Gay parents require legal protections

By Deb Price / The Detroit News from the Web, May 19, 2003

Donna Colley and Margaux Towne-Colley of Omaha didn't set out to be gay-rights activists. But their son Grayson had big plans for them: He insisted on being born nine weeks early.

The couple's plan had been for Grayson to be born back in gay-friendly Vermont, where the women had gone the previous year to be legally joined in a civil union. That binding status confers on same-sex couples all the state-level rights and responsibilities of marriage, including automatically making each partner the legal parent of a child born into their relationship.

Grayson instead chose to make his debut in Nebraska, after biological mom Margaux's blood pressure skyrocketed and she had to be rushed to an Omaha hospital. At birth, the influential little guy weighed only 2 pounds, 2 ounces.

"You know when they hand you the baby in the towel? Well, with Grayson, it was, 'I see the towel, but where is the baby?,'" recalls Colley, who in Nebraska has zero legal rights as Grayson's second parent and Towne-Colley's partner. Suddenly, Colley found herself totally dependent on the kindness of the medical staff to let her oversee her son's progress in the neonatal intensive care unit as Towne-Colley recovered from the C-section and a pregnancy-related illness.

Luckily, the family's ties were respected. Yet, as Colley wisely stresses, "You hate to rely on your good luck. A good parent wants certainty rather than just hoping people will be nice."
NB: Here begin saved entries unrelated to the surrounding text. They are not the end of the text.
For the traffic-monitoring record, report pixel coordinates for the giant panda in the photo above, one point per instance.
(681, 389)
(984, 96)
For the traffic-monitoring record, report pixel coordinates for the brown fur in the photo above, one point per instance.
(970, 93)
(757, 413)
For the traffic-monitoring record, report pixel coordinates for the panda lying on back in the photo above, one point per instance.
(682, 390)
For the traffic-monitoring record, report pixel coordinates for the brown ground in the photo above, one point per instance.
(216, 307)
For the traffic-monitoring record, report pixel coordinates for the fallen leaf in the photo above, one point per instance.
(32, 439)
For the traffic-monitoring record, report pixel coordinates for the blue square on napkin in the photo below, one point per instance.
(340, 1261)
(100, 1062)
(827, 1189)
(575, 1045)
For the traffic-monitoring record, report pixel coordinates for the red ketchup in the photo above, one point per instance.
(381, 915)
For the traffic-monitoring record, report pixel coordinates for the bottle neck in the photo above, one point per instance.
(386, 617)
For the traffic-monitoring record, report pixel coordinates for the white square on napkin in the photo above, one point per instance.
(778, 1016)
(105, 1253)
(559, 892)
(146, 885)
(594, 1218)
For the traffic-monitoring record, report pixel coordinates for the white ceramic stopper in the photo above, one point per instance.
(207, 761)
Their family's vulnerability at the hospital made Grayson's mothers determined to secure legal protections. Because they live in Nebraska, they've had to start a giant step behind where they'd be even in the 35 other states (including Michigan) that overtly ban same-sex marriage.
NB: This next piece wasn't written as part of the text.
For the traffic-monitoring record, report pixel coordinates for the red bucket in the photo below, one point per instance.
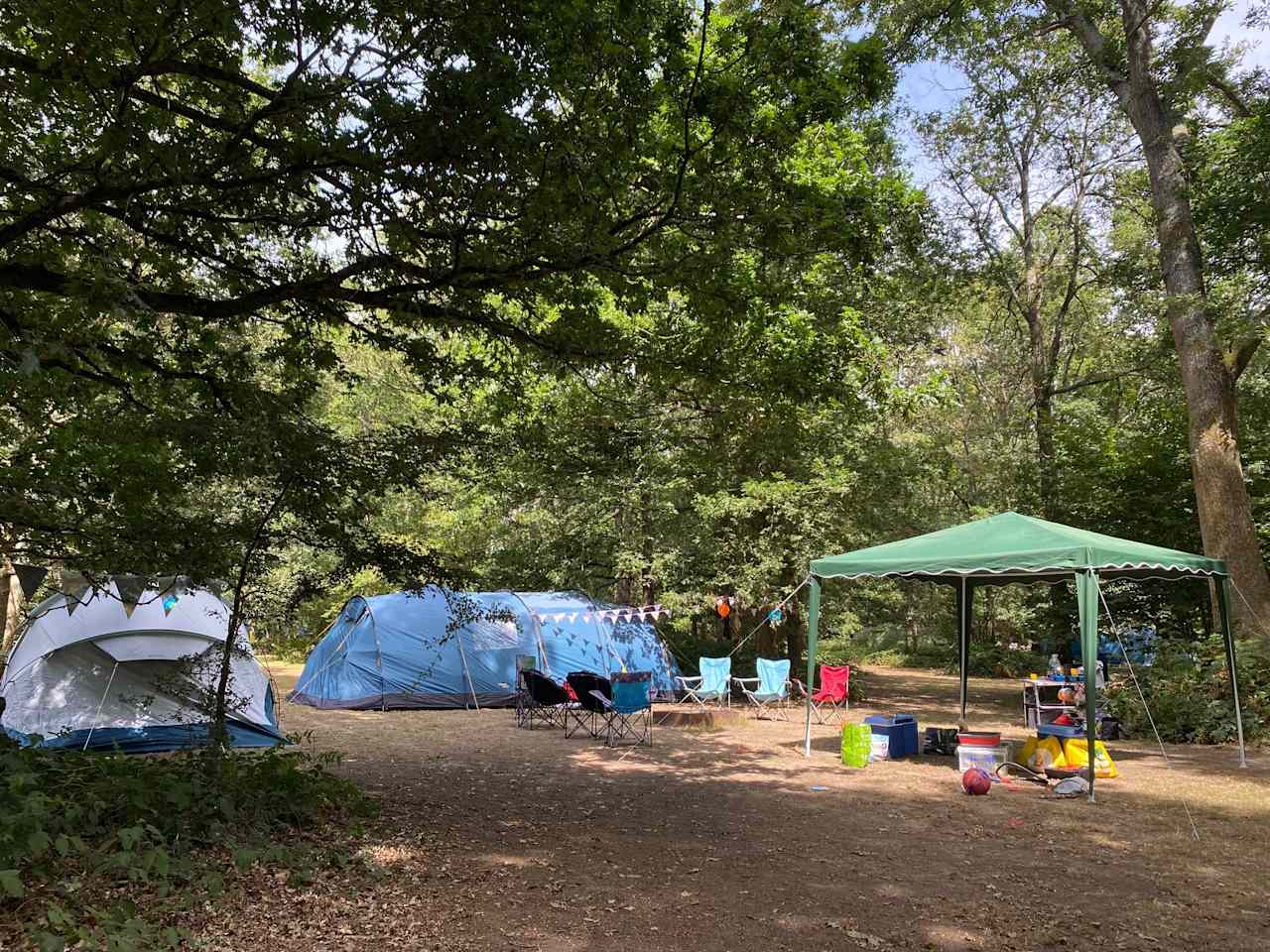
(979, 739)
In 2000, Nebraska amended its state constitution to bar any sort of government recognition of same-sex couples. "This is the most anti-gay family law in the country," says attorney Tamara Lange, who's with the American Civil Liberties Union. "(Gay couples) are essentially disenfranchised. They can't ask for a city domestic partnership registry or a state law prohibiting discrimination in hospital visitation."

Grayson's moms are among five Nebraska gay couples participating in a federal lawsuit seeking to have their state's clearly unconstitutional prohibition struck down. (The U.S. Supreme Court already told another state -- Colorado in 1996 -- that it couldn't make it harder for gay citizens than their heterosexual counterparts to pass laws. The Constitution, after all, guarantees all citizens the right to petition our government for redress of grievances.)

Ironically, the Nebraska case is perhaps the best illustration yet of just how unstoppable the movement for full legal equality for gay families has become. Far from keeping gay voices from being heard by making it pointless for gay couples to appeal directly to state and local officials for legal safeguards, the Nebraska amendment has awakened and energized the state's gay community.

The most adamant foes of basic gay civil rights have a very good reason for trying to silence those of us who're gay: When gay people speak up and say to friends, neighbors and lawmakers, "I'm no different from you; I want to protect my family," then fair-minded Americans tend to respond, "That's perfectly reasonable."

The more Grayson's moms tell their story -- that their newborn needed his second mom by his incubator -- the more their fellow Nebraskans will follow the path public opinion is taking in other states. Recent polls in Massachusetts and a county in New Jersey -- states where same-sex marriage is being weighed in the courts -- show majority support for opening marriage to loving gay couples.

Progress can't come too quickly.

"We feel strongly that we have obligations and responsibilities as parents and we want to honor those," Colley says. "We want to take care of our family just like other families."